The Wall Street Journal’s Melissa Korn reports that specialized master’s degree programs in the United States have “found tremendous popularity” from Chinese nationals in recent years:

Companies in China’s fast-growing finance sector want hires with some advanced skills beyond a college degree, yet don’t need recruits with the high-level strategy expertise—and high salary requirements—that an M.B.A. might have, according to students and schools. A U.S. credential also makes students more appealing to multinational companies, schools say.

Nearly 60,000 Chinese citizens took the Graduate Management Admission Test in the 2011-2012 testing year, about triple the number in 2007-2008. In the latest year, 78% of those score reports were sent to U.S. programs, while 64% went to specialized master’s degrees world-wide.

Patricia Ying Ding was one of those students. Ms. Ding, 23 years old, attended college in her native China but spent time at University of California, Berkeley, and wanted more Western experience. Now enrolled at MIT Sloan School of Management’s M.S. in Finance program, about 85% of Ms. Ding’s class is international, and the school says a large share of those students are from Asia.

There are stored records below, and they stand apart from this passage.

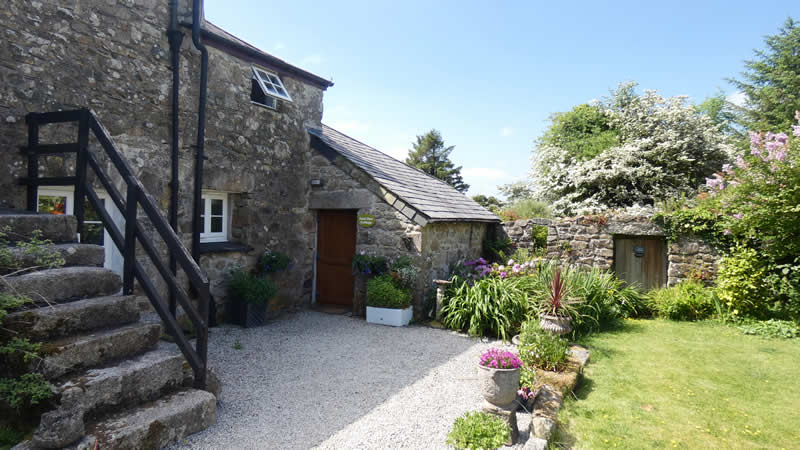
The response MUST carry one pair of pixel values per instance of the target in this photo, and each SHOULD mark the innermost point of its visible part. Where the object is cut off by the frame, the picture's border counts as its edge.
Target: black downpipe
(175, 36)
(201, 130)
(200, 150)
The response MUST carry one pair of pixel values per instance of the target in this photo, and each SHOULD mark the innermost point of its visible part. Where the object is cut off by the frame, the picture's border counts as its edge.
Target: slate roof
(436, 200)
(231, 42)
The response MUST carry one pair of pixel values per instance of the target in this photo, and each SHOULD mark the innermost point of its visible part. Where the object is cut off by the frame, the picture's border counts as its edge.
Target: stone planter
(248, 315)
(498, 386)
(555, 324)
(390, 316)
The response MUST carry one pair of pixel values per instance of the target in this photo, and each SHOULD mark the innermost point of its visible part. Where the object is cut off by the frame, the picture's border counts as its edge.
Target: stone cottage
(407, 212)
(633, 247)
(262, 183)
(221, 149)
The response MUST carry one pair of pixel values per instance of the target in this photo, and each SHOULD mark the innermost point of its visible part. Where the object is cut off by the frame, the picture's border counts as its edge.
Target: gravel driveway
(328, 381)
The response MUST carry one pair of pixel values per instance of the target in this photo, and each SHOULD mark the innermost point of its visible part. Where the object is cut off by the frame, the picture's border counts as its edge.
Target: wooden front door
(336, 245)
(641, 261)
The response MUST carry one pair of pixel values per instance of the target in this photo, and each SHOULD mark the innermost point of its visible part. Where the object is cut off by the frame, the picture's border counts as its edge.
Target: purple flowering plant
(479, 268)
(496, 358)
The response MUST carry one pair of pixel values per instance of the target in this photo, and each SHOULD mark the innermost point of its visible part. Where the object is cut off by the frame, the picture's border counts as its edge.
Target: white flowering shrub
(666, 149)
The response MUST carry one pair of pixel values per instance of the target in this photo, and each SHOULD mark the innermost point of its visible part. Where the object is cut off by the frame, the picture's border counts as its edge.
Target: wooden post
(202, 335)
(130, 237)
(441, 285)
(82, 161)
(33, 162)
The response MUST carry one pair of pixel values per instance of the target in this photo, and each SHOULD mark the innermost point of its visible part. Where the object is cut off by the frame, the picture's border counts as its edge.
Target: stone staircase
(118, 385)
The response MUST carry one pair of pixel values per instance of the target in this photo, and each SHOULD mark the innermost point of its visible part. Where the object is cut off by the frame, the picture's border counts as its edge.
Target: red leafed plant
(558, 296)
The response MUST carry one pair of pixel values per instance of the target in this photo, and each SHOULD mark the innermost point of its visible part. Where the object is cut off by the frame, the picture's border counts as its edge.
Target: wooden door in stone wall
(336, 246)
(641, 261)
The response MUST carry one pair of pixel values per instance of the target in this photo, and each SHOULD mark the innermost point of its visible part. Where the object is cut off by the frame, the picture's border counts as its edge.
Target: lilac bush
(496, 358)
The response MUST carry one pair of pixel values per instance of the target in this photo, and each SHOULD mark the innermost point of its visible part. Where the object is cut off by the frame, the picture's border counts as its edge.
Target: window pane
(92, 234)
(89, 212)
(52, 204)
(216, 207)
(216, 224)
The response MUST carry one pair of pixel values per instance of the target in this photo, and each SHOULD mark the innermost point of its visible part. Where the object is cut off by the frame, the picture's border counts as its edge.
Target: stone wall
(114, 58)
(588, 241)
(434, 247)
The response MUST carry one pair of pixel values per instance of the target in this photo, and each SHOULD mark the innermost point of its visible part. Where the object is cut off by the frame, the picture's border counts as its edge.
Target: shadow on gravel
(298, 380)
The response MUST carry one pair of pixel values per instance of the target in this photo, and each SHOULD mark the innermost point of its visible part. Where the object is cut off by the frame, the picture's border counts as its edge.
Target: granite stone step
(74, 353)
(154, 425)
(136, 380)
(65, 283)
(131, 382)
(74, 255)
(57, 228)
(67, 319)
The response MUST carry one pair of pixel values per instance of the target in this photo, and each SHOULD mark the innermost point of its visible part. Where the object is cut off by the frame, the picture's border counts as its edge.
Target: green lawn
(662, 384)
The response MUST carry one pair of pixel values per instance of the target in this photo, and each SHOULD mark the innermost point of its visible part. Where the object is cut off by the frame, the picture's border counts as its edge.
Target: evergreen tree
(432, 157)
(771, 81)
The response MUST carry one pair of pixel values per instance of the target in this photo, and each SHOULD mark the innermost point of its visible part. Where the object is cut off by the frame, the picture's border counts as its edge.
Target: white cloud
(738, 98)
(311, 60)
(397, 152)
(484, 172)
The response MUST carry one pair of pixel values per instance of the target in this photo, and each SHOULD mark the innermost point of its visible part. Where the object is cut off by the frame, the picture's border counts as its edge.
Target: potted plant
(249, 296)
(554, 315)
(499, 376)
(387, 302)
(272, 261)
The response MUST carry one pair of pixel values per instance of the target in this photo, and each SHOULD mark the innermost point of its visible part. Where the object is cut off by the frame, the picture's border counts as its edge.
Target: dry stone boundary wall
(588, 241)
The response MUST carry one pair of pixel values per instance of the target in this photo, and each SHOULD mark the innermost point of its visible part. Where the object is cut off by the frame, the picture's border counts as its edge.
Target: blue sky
(489, 74)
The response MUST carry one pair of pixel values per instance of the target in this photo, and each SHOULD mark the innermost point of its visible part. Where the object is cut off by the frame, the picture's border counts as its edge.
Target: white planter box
(390, 316)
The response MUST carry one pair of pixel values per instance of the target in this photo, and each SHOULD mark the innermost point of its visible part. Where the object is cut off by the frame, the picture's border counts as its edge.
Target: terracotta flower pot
(555, 324)
(498, 386)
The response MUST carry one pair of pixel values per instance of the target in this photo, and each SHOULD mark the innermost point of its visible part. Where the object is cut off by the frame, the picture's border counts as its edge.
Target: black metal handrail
(134, 232)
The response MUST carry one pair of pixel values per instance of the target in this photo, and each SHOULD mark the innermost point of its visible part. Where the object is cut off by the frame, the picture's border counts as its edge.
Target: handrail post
(202, 335)
(80, 171)
(33, 162)
(130, 237)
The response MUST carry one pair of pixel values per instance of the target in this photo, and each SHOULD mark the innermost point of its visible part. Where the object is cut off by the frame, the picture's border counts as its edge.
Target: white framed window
(270, 84)
(58, 200)
(214, 217)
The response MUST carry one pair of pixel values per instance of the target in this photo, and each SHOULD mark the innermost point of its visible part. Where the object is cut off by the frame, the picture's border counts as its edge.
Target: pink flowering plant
(480, 268)
(496, 358)
(750, 211)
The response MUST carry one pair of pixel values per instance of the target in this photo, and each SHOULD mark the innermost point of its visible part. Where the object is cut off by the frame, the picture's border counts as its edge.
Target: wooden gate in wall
(641, 261)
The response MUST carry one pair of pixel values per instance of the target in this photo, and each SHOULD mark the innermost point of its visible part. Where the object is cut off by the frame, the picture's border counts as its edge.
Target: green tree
(432, 157)
(722, 113)
(583, 132)
(491, 203)
(516, 191)
(771, 81)
(665, 149)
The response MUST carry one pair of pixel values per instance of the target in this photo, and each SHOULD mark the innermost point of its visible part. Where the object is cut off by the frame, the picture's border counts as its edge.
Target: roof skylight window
(270, 84)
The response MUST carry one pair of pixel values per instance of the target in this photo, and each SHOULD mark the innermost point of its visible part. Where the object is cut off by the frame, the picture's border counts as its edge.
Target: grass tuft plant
(540, 349)
(488, 307)
(478, 430)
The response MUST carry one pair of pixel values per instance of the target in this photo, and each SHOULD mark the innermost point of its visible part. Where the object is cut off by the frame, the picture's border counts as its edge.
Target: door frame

Chinese students who want to stay in the U.S. to work after they graduate must obtain a prized H-1B work visa, and the China Daily reports that competition for such work permits has soared:

The application period for the work visa opened on April 1 and continues until April 5. The congressional-mandated quota is a maximum of 65,000 H-1B work visas for the fiscal year 2014 beginning Oct 1. Another 20,000 H-1B visas will be awarded for those with masters or higher degrees from US academic institutions by US Citizenship and Immigration Services, which processes the applications.

Last year, the visa quota was reached in June, but it’s expected to quickly hit the limit this year, which would trigger a lottery of all the cases filed in the five-day filing window. That also would signal that companies feel confident enough about the economy to hire more foreign workers.

CIS plans to announce by the middle of next week if it will hold a lottery .

Cases not selected in the lottery will be rejected, and the filing fees won’t be cashed.